3 de novembro de 2010

Desafio Literário 2010 - Novembro: Escritor Português



Quem dá mostras da mais profunda alegria é o jumento. Nascido e criado em terras de sequeiro, alimentado a palha e a cardos, com a água racionada ou quase, a visão que se lhe oferecia tocava o sublime. Pena não haver ali alguém que soubesse interpretar os movimentos das suas orelhas, essa espécie de telégrafo de bandeiras com que a natureza o dotara, sem pensar o afortunado bicho que chegaria o dia em que quereria expressar o inefável, e o inefável, como sabemos, é precisamente o que está para lá de qualquer possibilidade de expressão.

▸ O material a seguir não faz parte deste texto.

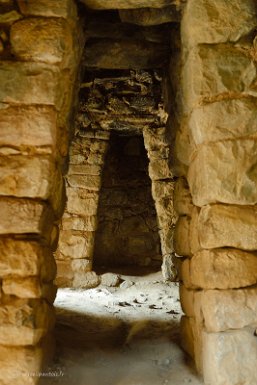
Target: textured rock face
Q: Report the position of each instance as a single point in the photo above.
(37, 69)
(215, 148)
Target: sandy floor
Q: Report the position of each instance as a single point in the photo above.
(121, 336)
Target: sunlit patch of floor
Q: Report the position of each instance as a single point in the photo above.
(127, 335)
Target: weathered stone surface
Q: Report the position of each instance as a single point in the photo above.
(21, 216)
(75, 244)
(9, 17)
(211, 71)
(224, 172)
(42, 39)
(226, 119)
(59, 8)
(221, 310)
(182, 198)
(182, 237)
(86, 280)
(88, 223)
(25, 321)
(228, 226)
(110, 279)
(150, 16)
(27, 176)
(168, 267)
(128, 54)
(42, 80)
(90, 182)
(25, 258)
(21, 365)
(205, 22)
(29, 288)
(119, 4)
(82, 202)
(160, 169)
(230, 357)
(23, 128)
(220, 269)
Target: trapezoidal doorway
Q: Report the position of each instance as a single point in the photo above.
(127, 237)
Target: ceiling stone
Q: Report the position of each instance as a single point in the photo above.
(128, 4)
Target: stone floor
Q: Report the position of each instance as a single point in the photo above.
(127, 335)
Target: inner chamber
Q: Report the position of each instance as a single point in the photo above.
(127, 234)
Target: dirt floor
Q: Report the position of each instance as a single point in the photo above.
(125, 335)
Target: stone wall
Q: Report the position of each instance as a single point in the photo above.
(39, 52)
(127, 227)
(216, 193)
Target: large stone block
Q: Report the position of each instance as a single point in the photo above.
(29, 288)
(75, 244)
(228, 226)
(212, 71)
(208, 22)
(42, 39)
(220, 269)
(222, 310)
(25, 321)
(224, 172)
(59, 8)
(82, 202)
(31, 83)
(24, 128)
(21, 216)
(182, 198)
(27, 176)
(222, 120)
(230, 357)
(23, 365)
(20, 258)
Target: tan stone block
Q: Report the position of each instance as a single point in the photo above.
(130, 4)
(45, 83)
(210, 71)
(228, 309)
(27, 176)
(160, 169)
(205, 22)
(22, 365)
(187, 300)
(59, 8)
(182, 198)
(29, 288)
(42, 39)
(182, 237)
(230, 357)
(20, 258)
(28, 127)
(220, 269)
(222, 120)
(228, 226)
(21, 216)
(163, 189)
(224, 172)
(75, 244)
(82, 202)
(166, 237)
(88, 223)
(86, 280)
(84, 169)
(25, 321)
(90, 182)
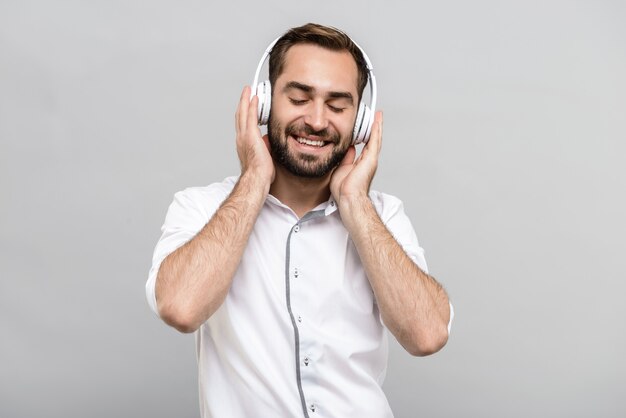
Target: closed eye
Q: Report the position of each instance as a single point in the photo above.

Este foi o segundo livro que li do Saramago (já posso imaginar a Régis dizendo ao fundo *heresia!*). O primeiro foi Intermitências da Morte, com o qual entendi perfeitamente toda a festa feita ao autor (ele é realmente genial) mas onde encrenquei severamente com a falta de vírgulas.

Sério, os períodos do Saramago são gigantescos, dez linhas sem uma vírgula - para ler em voz alta aquilo, é preciso ter muito fôlego (ao menos se quiser respeitar a pontuação original do autor...).

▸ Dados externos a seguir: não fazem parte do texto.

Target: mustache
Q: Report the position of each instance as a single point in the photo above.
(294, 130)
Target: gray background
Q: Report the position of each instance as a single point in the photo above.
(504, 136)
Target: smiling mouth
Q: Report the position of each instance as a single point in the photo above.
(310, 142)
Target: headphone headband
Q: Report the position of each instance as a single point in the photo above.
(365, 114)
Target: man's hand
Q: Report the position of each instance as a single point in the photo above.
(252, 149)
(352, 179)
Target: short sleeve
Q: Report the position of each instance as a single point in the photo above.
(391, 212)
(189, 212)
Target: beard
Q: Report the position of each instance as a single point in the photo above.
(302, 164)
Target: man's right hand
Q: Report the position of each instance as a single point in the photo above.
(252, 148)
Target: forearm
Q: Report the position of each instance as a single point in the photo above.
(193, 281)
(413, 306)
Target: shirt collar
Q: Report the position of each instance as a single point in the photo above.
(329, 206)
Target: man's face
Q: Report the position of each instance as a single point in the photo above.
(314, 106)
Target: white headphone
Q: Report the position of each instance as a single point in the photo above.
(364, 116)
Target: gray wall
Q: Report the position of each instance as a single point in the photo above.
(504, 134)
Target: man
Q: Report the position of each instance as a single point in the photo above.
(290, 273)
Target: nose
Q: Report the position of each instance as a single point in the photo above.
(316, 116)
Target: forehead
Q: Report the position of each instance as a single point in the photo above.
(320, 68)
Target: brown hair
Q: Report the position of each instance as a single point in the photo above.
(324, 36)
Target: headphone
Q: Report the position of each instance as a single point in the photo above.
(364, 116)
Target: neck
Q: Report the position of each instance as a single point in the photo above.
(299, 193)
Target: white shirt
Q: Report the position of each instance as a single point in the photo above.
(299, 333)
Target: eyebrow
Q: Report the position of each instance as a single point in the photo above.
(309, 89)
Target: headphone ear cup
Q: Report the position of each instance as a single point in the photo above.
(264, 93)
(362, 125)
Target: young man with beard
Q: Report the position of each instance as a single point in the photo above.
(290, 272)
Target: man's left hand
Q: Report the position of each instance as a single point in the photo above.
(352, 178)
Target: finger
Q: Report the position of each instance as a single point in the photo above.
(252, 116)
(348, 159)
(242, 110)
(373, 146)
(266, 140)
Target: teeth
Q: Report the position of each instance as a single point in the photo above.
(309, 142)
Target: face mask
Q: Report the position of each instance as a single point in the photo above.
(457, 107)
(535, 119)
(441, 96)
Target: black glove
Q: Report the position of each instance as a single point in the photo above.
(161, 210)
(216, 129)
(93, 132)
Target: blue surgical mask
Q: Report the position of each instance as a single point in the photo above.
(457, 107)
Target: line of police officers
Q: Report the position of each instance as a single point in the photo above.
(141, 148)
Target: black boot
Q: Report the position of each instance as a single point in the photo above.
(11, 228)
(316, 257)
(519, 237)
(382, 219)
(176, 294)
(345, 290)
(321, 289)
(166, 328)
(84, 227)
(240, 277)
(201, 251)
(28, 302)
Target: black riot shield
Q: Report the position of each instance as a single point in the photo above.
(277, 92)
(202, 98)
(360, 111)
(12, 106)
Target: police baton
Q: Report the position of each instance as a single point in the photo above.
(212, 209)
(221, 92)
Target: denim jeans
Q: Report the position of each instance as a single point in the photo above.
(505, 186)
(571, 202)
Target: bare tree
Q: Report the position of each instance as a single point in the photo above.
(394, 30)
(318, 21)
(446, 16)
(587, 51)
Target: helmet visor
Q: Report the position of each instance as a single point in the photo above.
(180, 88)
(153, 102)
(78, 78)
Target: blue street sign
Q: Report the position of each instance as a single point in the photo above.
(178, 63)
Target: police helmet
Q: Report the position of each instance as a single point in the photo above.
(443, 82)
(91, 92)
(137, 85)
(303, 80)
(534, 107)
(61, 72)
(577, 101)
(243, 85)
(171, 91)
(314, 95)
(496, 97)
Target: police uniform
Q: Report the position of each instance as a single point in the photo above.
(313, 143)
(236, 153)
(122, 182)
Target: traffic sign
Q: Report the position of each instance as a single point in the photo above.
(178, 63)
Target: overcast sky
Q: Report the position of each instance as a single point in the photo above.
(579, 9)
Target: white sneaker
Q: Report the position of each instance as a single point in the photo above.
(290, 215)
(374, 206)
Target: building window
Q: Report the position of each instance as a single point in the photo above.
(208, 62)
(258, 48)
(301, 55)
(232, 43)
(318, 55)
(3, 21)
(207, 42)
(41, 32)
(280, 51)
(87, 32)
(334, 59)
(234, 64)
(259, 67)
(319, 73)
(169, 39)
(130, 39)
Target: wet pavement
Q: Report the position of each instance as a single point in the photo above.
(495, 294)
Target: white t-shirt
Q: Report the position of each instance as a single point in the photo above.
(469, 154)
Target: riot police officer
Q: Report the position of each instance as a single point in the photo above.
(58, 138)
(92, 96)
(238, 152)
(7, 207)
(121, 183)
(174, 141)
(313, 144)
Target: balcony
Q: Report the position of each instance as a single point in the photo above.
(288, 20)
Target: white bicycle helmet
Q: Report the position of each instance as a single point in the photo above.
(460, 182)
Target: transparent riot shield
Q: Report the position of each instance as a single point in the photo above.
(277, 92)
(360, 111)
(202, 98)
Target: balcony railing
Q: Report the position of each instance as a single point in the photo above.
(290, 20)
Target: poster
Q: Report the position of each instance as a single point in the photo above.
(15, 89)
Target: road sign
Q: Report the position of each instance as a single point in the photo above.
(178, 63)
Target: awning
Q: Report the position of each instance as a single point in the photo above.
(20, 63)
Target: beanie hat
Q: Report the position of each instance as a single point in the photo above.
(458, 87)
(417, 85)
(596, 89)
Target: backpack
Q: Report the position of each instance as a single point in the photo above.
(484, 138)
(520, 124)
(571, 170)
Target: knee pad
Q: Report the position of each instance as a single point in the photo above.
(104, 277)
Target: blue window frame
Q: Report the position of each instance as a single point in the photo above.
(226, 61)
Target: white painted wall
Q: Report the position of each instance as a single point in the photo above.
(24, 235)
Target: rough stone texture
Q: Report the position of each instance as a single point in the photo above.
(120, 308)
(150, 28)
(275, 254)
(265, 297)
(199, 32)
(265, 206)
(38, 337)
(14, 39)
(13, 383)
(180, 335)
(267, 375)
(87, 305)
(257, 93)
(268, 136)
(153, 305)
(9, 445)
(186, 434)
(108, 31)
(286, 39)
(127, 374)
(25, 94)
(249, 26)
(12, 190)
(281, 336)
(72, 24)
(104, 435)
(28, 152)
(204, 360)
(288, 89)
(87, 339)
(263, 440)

Não notei em Caim, que li para o Desafio Literário, a mesma questão... Ou talvez eu tenha suprido as vírgulas inconscientemente ou ainda, quem sabe, uma vez que já conhecia o autor, isso não veio como uma grande surpresa. Independente da pontuação, o fato é que mantenho o que disse antes.

Saramago é mesmo genial.

Em Caim, ele retoma histórias do Antigo Testamento sob o ponto de vista de Caim, o irmão assassino de Abel. Deus é mostrado como uma criatura falha, que volta e meia recebe lições de moral de Caim, com quem, aliás, gosta muito de debater teologia.

Para mim, os pontos altos do livro são os diálogos de Caim e Deus, ou os raciocínios de Caim sobre a falibilidade de um deus sanguinário, às vezes irracional, que é aquele mostrado no Antigo Testamento.

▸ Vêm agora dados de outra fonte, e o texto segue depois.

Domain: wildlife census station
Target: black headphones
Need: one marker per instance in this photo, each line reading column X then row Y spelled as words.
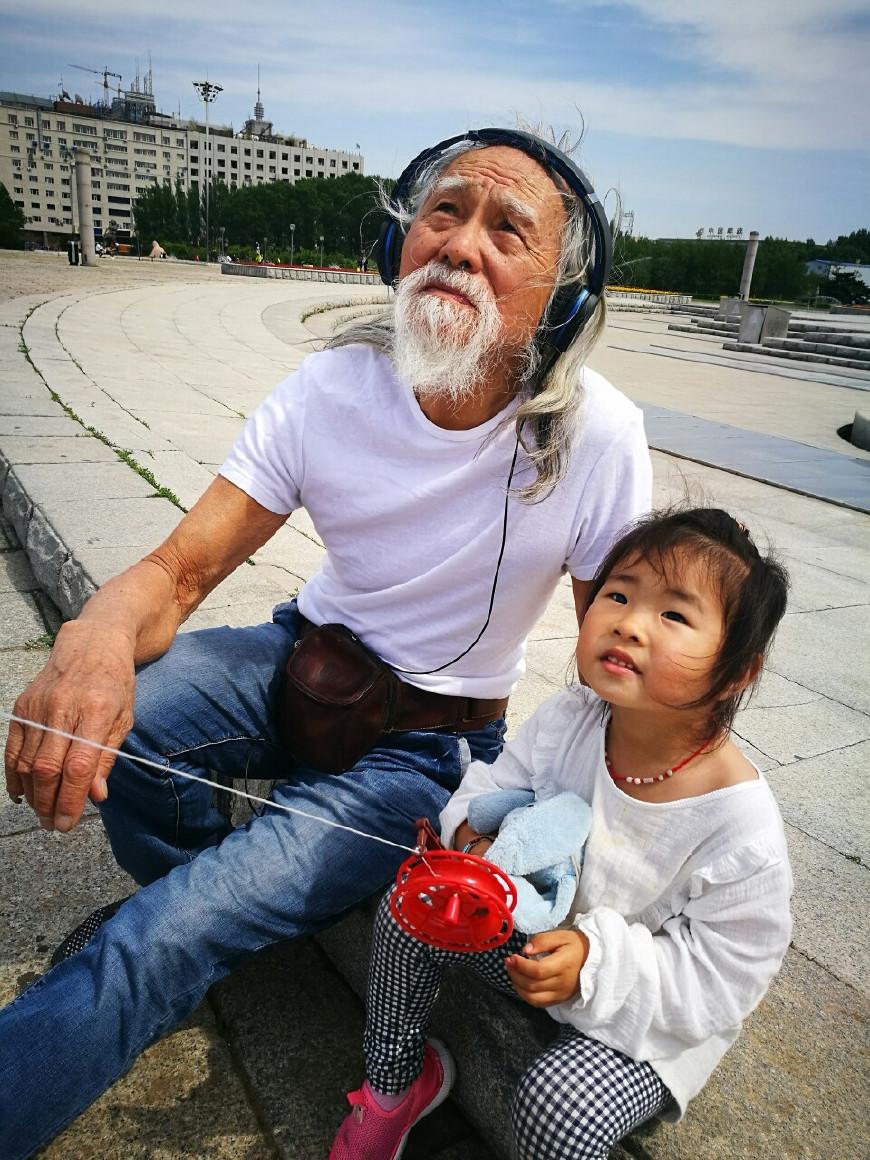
column 572, row 305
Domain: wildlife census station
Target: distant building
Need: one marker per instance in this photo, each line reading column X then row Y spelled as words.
column 132, row 147
column 826, row 268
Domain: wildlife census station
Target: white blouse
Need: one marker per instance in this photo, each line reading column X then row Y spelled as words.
column 684, row 904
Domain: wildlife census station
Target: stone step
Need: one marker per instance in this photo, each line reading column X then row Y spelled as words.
column 718, row 330
column 860, row 354
column 838, row 338
column 695, row 310
column 755, row 348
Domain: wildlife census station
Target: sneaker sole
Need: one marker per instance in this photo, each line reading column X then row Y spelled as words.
column 448, row 1068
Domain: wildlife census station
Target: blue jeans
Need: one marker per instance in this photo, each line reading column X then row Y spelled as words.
column 211, row 894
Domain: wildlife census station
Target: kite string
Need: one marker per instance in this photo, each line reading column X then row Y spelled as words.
column 204, row 781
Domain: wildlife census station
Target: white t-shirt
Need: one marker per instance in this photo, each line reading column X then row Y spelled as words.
column 684, row 904
column 411, row 514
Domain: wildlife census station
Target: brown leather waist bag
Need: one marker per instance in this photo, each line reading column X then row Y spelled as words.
column 338, row 698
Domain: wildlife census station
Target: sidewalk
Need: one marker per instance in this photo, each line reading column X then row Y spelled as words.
column 121, row 390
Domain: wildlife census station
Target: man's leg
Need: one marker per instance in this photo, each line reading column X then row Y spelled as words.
column 207, row 708
column 78, row 1029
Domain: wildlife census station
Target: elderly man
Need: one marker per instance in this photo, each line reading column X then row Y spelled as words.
column 456, row 459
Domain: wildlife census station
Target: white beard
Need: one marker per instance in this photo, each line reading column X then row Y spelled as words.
column 441, row 348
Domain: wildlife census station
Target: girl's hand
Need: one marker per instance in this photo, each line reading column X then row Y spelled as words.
column 555, row 978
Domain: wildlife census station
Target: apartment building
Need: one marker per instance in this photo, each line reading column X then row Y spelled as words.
column 133, row 146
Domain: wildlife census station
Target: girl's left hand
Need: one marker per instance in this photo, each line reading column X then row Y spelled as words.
column 555, row 978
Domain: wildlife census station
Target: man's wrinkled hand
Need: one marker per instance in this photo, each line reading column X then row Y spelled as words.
column 555, row 978
column 87, row 689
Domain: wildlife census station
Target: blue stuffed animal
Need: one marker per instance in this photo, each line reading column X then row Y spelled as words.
column 539, row 845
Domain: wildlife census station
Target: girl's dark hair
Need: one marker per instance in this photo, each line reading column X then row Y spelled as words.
column 753, row 589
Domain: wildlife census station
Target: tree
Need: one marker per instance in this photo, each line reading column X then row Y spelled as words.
column 12, row 222
column 848, row 289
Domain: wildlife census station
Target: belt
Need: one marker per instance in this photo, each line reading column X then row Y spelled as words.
column 420, row 709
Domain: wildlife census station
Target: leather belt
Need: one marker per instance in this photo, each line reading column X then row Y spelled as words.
column 421, row 709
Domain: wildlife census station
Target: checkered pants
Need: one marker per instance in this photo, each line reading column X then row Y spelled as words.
column 575, row 1101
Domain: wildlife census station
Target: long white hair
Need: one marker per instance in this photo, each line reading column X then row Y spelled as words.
column 548, row 417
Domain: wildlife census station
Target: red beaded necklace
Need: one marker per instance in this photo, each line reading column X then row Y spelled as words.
column 658, row 777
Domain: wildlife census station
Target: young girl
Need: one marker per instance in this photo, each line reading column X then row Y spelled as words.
column 681, row 914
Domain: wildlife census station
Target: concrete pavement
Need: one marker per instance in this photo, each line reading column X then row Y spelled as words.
column 121, row 390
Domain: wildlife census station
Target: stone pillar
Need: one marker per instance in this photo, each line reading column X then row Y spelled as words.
column 752, row 248
column 86, row 214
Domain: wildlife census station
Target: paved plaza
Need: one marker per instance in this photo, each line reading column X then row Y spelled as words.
column 122, row 388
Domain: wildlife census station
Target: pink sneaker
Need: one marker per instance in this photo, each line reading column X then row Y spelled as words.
column 371, row 1133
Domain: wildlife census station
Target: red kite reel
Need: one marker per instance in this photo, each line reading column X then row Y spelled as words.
column 452, row 900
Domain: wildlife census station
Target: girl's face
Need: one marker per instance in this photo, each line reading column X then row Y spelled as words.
column 649, row 640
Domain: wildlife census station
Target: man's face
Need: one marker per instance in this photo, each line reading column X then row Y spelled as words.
column 495, row 214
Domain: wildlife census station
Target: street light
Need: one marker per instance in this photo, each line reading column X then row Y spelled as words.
column 208, row 91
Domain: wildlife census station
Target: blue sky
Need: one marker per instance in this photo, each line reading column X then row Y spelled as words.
column 701, row 113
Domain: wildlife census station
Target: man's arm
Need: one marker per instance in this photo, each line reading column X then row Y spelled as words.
column 88, row 683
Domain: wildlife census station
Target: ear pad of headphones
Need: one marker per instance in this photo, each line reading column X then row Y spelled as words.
column 388, row 251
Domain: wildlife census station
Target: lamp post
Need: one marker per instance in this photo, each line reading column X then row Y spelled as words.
column 208, row 91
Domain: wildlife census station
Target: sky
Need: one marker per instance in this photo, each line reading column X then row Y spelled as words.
column 697, row 113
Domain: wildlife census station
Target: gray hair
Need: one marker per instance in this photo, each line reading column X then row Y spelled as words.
column 549, row 413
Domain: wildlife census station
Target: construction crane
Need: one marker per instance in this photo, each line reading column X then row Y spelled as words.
column 104, row 73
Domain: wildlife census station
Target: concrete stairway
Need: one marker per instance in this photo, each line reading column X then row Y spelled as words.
column 806, row 341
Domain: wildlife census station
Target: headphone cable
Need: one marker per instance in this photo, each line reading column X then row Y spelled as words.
column 428, row 672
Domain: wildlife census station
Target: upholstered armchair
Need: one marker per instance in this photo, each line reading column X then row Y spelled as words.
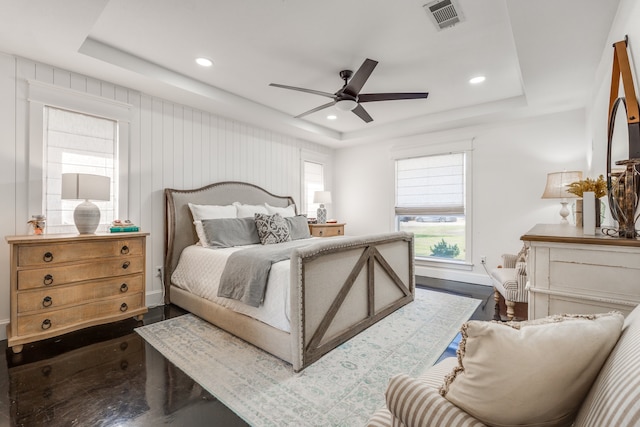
column 510, row 285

Não, sério, qualquer um que tenha lido o Antigo Testamento sente dificuldades em casar a idéia de Deus Pai do Novo Testamento com aquele que aparece nos primeiros livros da Bíblia, onde nenhuma falha é perdoada, o sangue corre à toa e você nunca tem certeza se amanhecerá no próximo dia com uma bem-vinda chuva de maná ou se vai se acabar em cinzas e enxofre.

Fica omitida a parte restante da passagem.